Alongside the men's professional team in USL League One, the club announced they would sponsor a women's amateur club in USL W League. The team played their first ever game at Covenant Health Park against Asheville City SC on May 10, which they lost, 1–0.

One Knox hosted the 2025 USL League One Championship on November 16th, 2025. They hosted the game in front of a sold out 7,500 fans, breaking the league record for attendance, who watched One Knox defeat the Spokane Velocity 2-0 to claim the championship.

=== Other events ===
Boyd Sports hosts other events throughout the year alongside baseball and soccer, such as The Knoxville State of the City Address by city mayor Indya Kincannon, the Knoxville Music Festival, and a Christmas light show. The venue is set to host the Savannah Bananas in 2026.

== Community impact ==

The stadium project has generated discussions around parking availability, as limited designated stadium parking exists. The city plans to replace some nearby parking lots with park space, relying on existing public and private parking within walking distance. A 2021 study by Knox County projected positive economic benefits for the community. There has been a stated goal to award 17 percent of contracts to disadvantaged businesses, with efforts by the Knoxville Area Urban League to encourage minority participation in the project.
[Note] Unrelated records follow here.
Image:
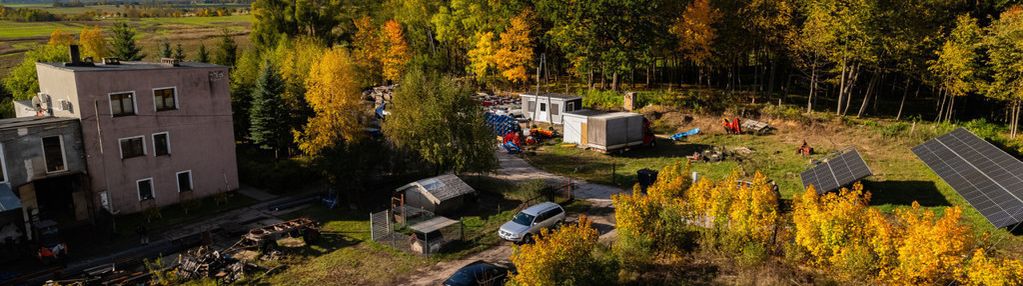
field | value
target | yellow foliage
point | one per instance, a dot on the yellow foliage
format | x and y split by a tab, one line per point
932	249
833	230
59	38
93	43
332	92
396	51
516	52
992	272
671	182
367	51
559	257
481	57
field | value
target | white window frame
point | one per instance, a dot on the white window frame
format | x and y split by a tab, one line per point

The stadium faces criticism from some community members who oppose the use of taxpayer funds, advocating for investment in education, safety, and infrastructure instead. Concerns were raised about the project's financial viability, potential for gentrification, and lack of community involvement. Supporters, however, argue the stadium would bring economic revitalization to East Knoxville, serve as a community gathering space, and connect the area to downtown.

== Accessibility and transportation ==

Knoxville Area Transit (KAT) has two different ways to get to the stadium.

During Knoxville Smokies and One Knoxville SC games, KAT runs a gameday shuttle from the Market Square, Langley, and Summer Place parking garages. The shuttle is free and runs every 10 minutes.

Starting on August 25, 2025, KAT added a Route 1: Downtown Connector spot that stops right next to Covenant Health Park and Old City. Route 1 services all of Downtown Knoxville.